In Miclash v. Yan, the Court allowed an application by the Plaintiff to consolidate his claims. The case was decided before the Supreme Court Civil Rules changed on July 1, 2010, however the new wording is identical to the previous Rule. The Court discusses the law with respect to such applications.
 The order sought is discretionary.
 Exercise of this discretion is governed by the principles set out in the decision of Master Kirkpatrick, as she then was, in the case of Merritt v. Imasco Enterprises Inc. (1992), 2 C.P.C. (3d) 275 at para. 18 and 19:
18. None of the submissions of counsel address the real issue to be determined. That is, are the issues raised by the pleadings sufficiently similar to warrant the order sought and will the order make sense in the circumstances? An application to have actions tried at the same time thus requires an examination of circumstances which may be of a more general nature than is made under R. 27 or 19.
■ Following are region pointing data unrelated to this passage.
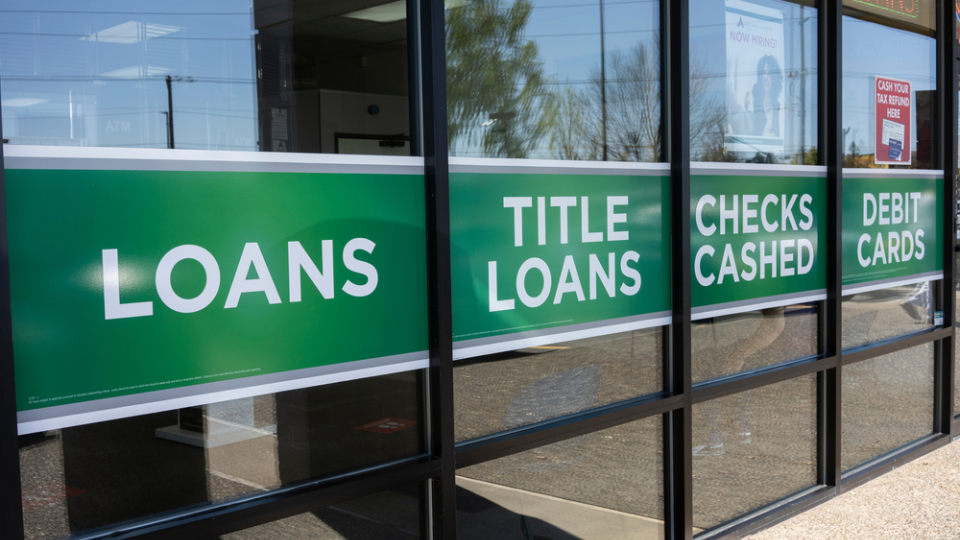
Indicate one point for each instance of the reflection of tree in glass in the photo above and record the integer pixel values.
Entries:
(633, 104)
(497, 94)
(576, 129)
(633, 112)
19. I accept that the foundation of an application under R. 5(8) (now Rule 22-5(8)) is, indeed, disclosed by the pleadings. The examination of the pleadings will answer the first question to be addressed: do common claims, disputes and relationships exist between the parties? But the next question which one must ask is: are they “so interwoven as to make separate trials at different times before different judges undesirable and fraught with problems and economic expense”? Webster v. Webster at 182, 10 R.F.L. (2d) 148, 101 D.L.R. (3d) 248 (C.A.). That second question cannot, in my respectful view, be determined solely by reference to the pleadings. Reference must also be made to matters disclosed outside the pleadings:
(1) Will the order sought create a saving in pre-trial procedures, (in particular, pre-trial conferences)?;
(2) Will there be a real reduction in the number of trial days taken up by the trials being heard at the same time?;
(3) What is the potential for a party to be seriously inconvenienced by being required to attend a trial in which that party may have only a marginal interest?; and
(4) Will there be a real saving in experts’ time and witness fees?
This is in no way intended to be an exhaustive list. It merely sets out some of the factors which, it seems to me, ought to be weighed before making an order under R. 5(8) (now Rule 22-5(8)).
 To these considerations, Master Joyce, as he then was, added two more in the case of Shah v. Bakken,  B.C.J. No. 2836, 20 B.C.L.R. (3d) 393, at para. 15:
Other factors which in my view can be added to the foregoing list are:
(5) Is one of the actions at a more advanced stage than the other? See: Forestral Automation Ltd. v. RMS Industrial Controls Inc. et al. (No.2), unreported, March 6, 1978, No. C765633/76, Vancouver (B.C.S.C.).
(6) Will the order result a delay of the trial of one of the actions and, if so, does any prejudice which a party may suffer as a result of that delay outweigh the potential benefits which a combined trial might otherwise have?
 In all of the circumstances, although I am not fully satisfied that the GM/Yan and GM/Jarvis actions on the one hand and the LM/Jarvis on the other, are so interwoven as to make separate trials “fraught with problems and economic expenses”, I will grant the order sought. In the case of Murray v. Morgan,  B.C.J. No. 2871, Master McCallum paraphrased Master Kirkpatrick’s analysis in Merritt as “will the order make sense in the circumstances”. I am satisfied that it will. It appears there will be some reduction in the overall time required for trial and in the time and expense related to expert evidence called on behalf of both GM and LM. The resolution of liability in the GM/Yan case in which Jarvis has no interest, may be dealt with quite expeditiously:1.5 days out of a 10 day trial.